Moonlight depicts the journey of Chiron, a young black male from a depressed Florida neighbourhood, as he progresses from childhood to adulthood, focusing upon three formative stages of his life as he traverses a path through the drugs and violence that threaten to engulf him, and reckons with his burgeoning homosexuality.
Director Barry Jenkins, adapting a play by Tarell Alvin McCraney, chooses to use three different actors to portray his protagonist at each point in his life. It’s a risky strategy, as the different actors – Alex Hibbert, Ashton Sanders, and Trevante Rhodes – don’t necessarily resemble each other physically, but its a strategy that pays off, with each actor capturing the physical tics and timid soul of Chiron in a way that creates a convincing continuity.
Jenkins has cited films by such global auteurs as Claire Denis, Hou Hsiou Hsien and Wong Kar Wai as influences on Moonlight, and it is certainly refreshing to see an American independent filmmaker embrace the colour, texture and sensuality of this particular strand of world cinema.
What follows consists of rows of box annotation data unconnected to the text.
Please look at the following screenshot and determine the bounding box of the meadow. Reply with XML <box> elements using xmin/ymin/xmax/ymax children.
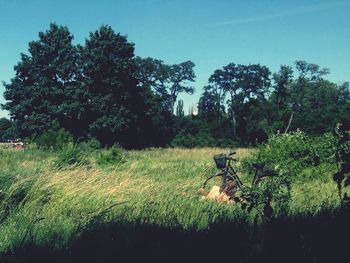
<box><xmin>0</xmin><ymin>134</ymin><xmax>346</xmax><ymax>262</ymax></box>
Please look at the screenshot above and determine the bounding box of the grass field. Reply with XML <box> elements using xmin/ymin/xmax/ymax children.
<box><xmin>0</xmin><ymin>148</ymin><xmax>339</xmax><ymax>262</ymax></box>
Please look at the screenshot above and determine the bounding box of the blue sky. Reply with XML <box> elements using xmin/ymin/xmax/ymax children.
<box><xmin>0</xmin><ymin>0</ymin><xmax>350</xmax><ymax>117</ymax></box>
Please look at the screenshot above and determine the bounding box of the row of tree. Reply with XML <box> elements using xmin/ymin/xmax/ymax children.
<box><xmin>0</xmin><ymin>24</ymin><xmax>350</xmax><ymax>148</ymax></box>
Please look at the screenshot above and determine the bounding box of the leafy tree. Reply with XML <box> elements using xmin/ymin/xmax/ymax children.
<box><xmin>80</xmin><ymin>26</ymin><xmax>170</xmax><ymax>147</ymax></box>
<box><xmin>0</xmin><ymin>118</ymin><xmax>17</xmax><ymax>139</ymax></box>
<box><xmin>135</xmin><ymin>57</ymin><xmax>196</xmax><ymax>113</ymax></box>
<box><xmin>3</xmin><ymin>24</ymin><xmax>79</xmax><ymax>136</ymax></box>
<box><xmin>176</xmin><ymin>100</ymin><xmax>185</xmax><ymax>117</ymax></box>
<box><xmin>209</xmin><ymin>63</ymin><xmax>270</xmax><ymax>139</ymax></box>
<box><xmin>198</xmin><ymin>85</ymin><xmax>226</xmax><ymax>122</ymax></box>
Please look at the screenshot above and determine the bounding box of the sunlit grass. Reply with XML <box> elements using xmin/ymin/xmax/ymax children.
<box><xmin>0</xmin><ymin>148</ymin><xmax>339</xmax><ymax>253</ymax></box>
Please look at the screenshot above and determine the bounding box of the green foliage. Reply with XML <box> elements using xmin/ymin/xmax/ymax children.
<box><xmin>79</xmin><ymin>138</ymin><xmax>101</xmax><ymax>152</ymax></box>
<box><xmin>3</xmin><ymin>24</ymin><xmax>81</xmax><ymax>137</ymax></box>
<box><xmin>96</xmin><ymin>145</ymin><xmax>126</xmax><ymax>166</ymax></box>
<box><xmin>54</xmin><ymin>143</ymin><xmax>89</xmax><ymax>169</ymax></box>
<box><xmin>333</xmin><ymin>123</ymin><xmax>350</xmax><ymax>206</ymax></box>
<box><xmin>34</xmin><ymin>121</ymin><xmax>73</xmax><ymax>150</ymax></box>
<box><xmin>243</xmin><ymin>131</ymin><xmax>335</xmax><ymax>176</ymax></box>
<box><xmin>0</xmin><ymin>118</ymin><xmax>17</xmax><ymax>139</ymax></box>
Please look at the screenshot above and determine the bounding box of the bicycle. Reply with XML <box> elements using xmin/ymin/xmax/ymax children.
<box><xmin>203</xmin><ymin>152</ymin><xmax>277</xmax><ymax>203</ymax></box>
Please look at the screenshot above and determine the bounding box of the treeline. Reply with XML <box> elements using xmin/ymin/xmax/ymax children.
<box><xmin>0</xmin><ymin>24</ymin><xmax>350</xmax><ymax>148</ymax></box>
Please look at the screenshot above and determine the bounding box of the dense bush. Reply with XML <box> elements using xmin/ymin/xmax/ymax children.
<box><xmin>79</xmin><ymin>138</ymin><xmax>101</xmax><ymax>152</ymax></box>
<box><xmin>248</xmin><ymin>130</ymin><xmax>335</xmax><ymax>175</ymax></box>
<box><xmin>34</xmin><ymin>122</ymin><xmax>73</xmax><ymax>150</ymax></box>
<box><xmin>54</xmin><ymin>143</ymin><xmax>89</xmax><ymax>169</ymax></box>
<box><xmin>96</xmin><ymin>145</ymin><xmax>126</xmax><ymax>166</ymax></box>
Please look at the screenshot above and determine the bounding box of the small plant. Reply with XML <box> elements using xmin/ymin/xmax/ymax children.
<box><xmin>97</xmin><ymin>145</ymin><xmax>126</xmax><ymax>166</ymax></box>
<box><xmin>54</xmin><ymin>143</ymin><xmax>89</xmax><ymax>169</ymax></box>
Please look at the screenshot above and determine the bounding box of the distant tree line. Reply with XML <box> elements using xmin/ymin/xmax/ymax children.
<box><xmin>0</xmin><ymin>24</ymin><xmax>350</xmax><ymax>148</ymax></box>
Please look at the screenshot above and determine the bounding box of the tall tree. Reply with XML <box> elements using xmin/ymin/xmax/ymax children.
<box><xmin>209</xmin><ymin>63</ymin><xmax>270</xmax><ymax>140</ymax></box>
<box><xmin>2</xmin><ymin>24</ymin><xmax>79</xmax><ymax>136</ymax></box>
<box><xmin>176</xmin><ymin>100</ymin><xmax>185</xmax><ymax>117</ymax></box>
<box><xmin>80</xmin><ymin>26</ymin><xmax>145</xmax><ymax>146</ymax></box>
<box><xmin>135</xmin><ymin>57</ymin><xmax>196</xmax><ymax>113</ymax></box>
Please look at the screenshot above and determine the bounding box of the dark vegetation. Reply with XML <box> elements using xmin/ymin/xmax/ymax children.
<box><xmin>0</xmin><ymin>24</ymin><xmax>350</xmax><ymax>148</ymax></box>
<box><xmin>0</xmin><ymin>24</ymin><xmax>350</xmax><ymax>262</ymax></box>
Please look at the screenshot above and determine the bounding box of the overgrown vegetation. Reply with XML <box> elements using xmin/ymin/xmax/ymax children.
<box><xmin>0</xmin><ymin>131</ymin><xmax>347</xmax><ymax>262</ymax></box>
<box><xmin>0</xmin><ymin>24</ymin><xmax>350</xmax><ymax>149</ymax></box>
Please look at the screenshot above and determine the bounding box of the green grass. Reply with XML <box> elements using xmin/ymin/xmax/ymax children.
<box><xmin>0</xmin><ymin>148</ymin><xmax>339</xmax><ymax>254</ymax></box>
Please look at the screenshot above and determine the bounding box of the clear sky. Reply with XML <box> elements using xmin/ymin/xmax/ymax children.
<box><xmin>0</xmin><ymin>0</ymin><xmax>350</xmax><ymax>117</ymax></box>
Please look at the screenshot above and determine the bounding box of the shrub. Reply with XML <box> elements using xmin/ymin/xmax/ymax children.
<box><xmin>97</xmin><ymin>145</ymin><xmax>126</xmax><ymax>166</ymax></box>
<box><xmin>54</xmin><ymin>143</ymin><xmax>89</xmax><ymax>169</ymax></box>
<box><xmin>246</xmin><ymin>130</ymin><xmax>335</xmax><ymax>175</ymax></box>
<box><xmin>79</xmin><ymin>138</ymin><xmax>101</xmax><ymax>152</ymax></box>
<box><xmin>34</xmin><ymin>121</ymin><xmax>73</xmax><ymax>150</ymax></box>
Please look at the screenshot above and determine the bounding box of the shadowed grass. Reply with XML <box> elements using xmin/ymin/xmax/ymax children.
<box><xmin>0</xmin><ymin>148</ymin><xmax>339</xmax><ymax>262</ymax></box>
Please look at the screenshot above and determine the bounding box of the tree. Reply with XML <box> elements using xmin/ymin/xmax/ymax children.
<box><xmin>2</xmin><ymin>24</ymin><xmax>79</xmax><ymax>136</ymax></box>
<box><xmin>79</xmin><ymin>26</ymin><xmax>168</xmax><ymax>148</ymax></box>
<box><xmin>135</xmin><ymin>57</ymin><xmax>196</xmax><ymax>113</ymax></box>
<box><xmin>273</xmin><ymin>65</ymin><xmax>293</xmax><ymax>107</ymax></box>
<box><xmin>198</xmin><ymin>85</ymin><xmax>225</xmax><ymax>122</ymax></box>
<box><xmin>209</xmin><ymin>63</ymin><xmax>270</xmax><ymax>138</ymax></box>
<box><xmin>176</xmin><ymin>100</ymin><xmax>185</xmax><ymax>117</ymax></box>
<box><xmin>79</xmin><ymin>26</ymin><xmax>143</xmax><ymax>145</ymax></box>
<box><xmin>0</xmin><ymin>118</ymin><xmax>17</xmax><ymax>139</ymax></box>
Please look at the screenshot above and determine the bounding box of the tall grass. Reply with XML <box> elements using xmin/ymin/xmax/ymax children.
<box><xmin>0</xmin><ymin>148</ymin><xmax>339</xmax><ymax>262</ymax></box>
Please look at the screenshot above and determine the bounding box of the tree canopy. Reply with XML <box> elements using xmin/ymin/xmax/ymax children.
<box><xmin>0</xmin><ymin>23</ymin><xmax>350</xmax><ymax>148</ymax></box>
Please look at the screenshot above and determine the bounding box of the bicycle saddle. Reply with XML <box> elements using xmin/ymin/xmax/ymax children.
<box><xmin>252</xmin><ymin>163</ymin><xmax>265</xmax><ymax>170</ymax></box>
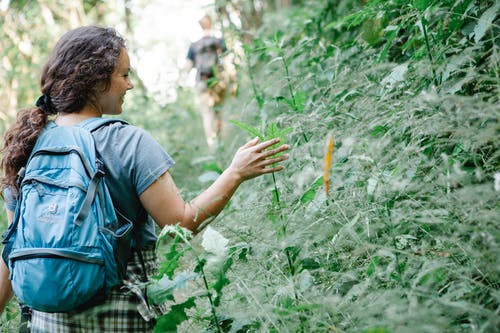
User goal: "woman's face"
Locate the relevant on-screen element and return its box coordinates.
[99,49,134,115]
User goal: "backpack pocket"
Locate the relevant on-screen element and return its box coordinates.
[9,248,105,312]
[101,222,134,287]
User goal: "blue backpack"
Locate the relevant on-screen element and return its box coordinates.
[2,118,133,312]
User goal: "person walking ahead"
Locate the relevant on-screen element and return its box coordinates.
[0,26,288,332]
[187,15,236,149]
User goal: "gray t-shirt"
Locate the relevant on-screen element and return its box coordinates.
[5,119,174,247]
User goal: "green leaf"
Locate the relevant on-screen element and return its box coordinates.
[378,27,399,61]
[370,125,389,138]
[229,120,264,140]
[147,272,199,304]
[366,256,380,276]
[295,91,307,112]
[474,1,500,43]
[413,0,432,12]
[362,327,390,333]
[154,297,196,333]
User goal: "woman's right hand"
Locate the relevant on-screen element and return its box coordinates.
[226,138,289,181]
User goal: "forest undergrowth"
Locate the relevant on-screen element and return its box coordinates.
[1,0,500,333]
[149,0,500,333]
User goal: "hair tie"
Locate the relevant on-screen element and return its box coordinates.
[35,94,55,114]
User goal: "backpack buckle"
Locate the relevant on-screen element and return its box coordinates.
[95,160,106,177]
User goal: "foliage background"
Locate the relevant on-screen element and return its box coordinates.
[0,0,500,332]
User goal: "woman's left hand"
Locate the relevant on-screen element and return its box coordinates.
[228,138,289,181]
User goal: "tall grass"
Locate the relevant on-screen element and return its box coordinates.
[150,1,500,332]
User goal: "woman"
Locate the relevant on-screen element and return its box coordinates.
[0,27,288,332]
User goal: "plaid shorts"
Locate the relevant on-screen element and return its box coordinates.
[29,249,167,333]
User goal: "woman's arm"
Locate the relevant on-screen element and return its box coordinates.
[140,138,288,232]
[0,210,14,313]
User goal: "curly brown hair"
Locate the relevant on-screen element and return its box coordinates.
[0,26,125,193]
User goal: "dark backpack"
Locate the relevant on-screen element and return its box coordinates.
[2,118,137,312]
[194,36,222,80]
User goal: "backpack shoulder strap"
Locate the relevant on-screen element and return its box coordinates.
[77,117,128,132]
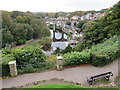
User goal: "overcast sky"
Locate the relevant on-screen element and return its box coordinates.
[0,0,119,12]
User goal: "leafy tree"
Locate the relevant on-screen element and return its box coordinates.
[2,11,12,28]
[2,29,13,47]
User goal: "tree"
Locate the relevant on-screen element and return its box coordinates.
[2,11,12,28]
[2,29,13,47]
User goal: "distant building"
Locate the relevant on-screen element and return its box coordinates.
[70,15,80,20]
[80,13,105,20]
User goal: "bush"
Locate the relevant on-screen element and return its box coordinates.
[0,54,15,76]
[16,39,26,45]
[91,36,120,66]
[12,46,46,65]
[63,51,90,65]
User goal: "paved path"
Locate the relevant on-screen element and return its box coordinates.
[2,59,120,88]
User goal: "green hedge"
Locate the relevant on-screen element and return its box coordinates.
[0,54,15,76]
[1,46,53,76]
[12,46,46,65]
[91,36,120,66]
[63,51,91,65]
[63,35,120,66]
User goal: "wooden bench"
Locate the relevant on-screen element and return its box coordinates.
[86,72,113,85]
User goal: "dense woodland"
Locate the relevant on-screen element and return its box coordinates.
[1,11,50,47]
[1,2,120,79]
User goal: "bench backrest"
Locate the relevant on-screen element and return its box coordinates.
[90,72,112,79]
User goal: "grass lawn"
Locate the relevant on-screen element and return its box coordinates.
[28,83,86,88]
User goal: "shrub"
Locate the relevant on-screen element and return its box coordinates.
[0,54,15,76]
[63,51,90,65]
[91,36,120,66]
[61,45,73,54]
[12,46,46,65]
[16,39,26,45]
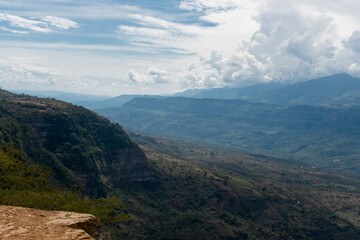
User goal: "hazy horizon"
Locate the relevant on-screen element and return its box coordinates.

The film thrives on ambiguities and ellipses, with dizzying camerawork that is forever alert and attuned to the importance of the small coded glances and gestures of the films quiet protagonist.
Of course, films about gay black men are seldom seen on the big screen, but Jenkins, working with McCraney’s story, isn’t tempted to swing for anything grand or universal. Moonlight‘s strength lies in being content to depict a specific story; to find a single truth rather than the whole truth. Ultimately, this is a nimble little art film, crafted with empathy and a deep understanding of its time and place.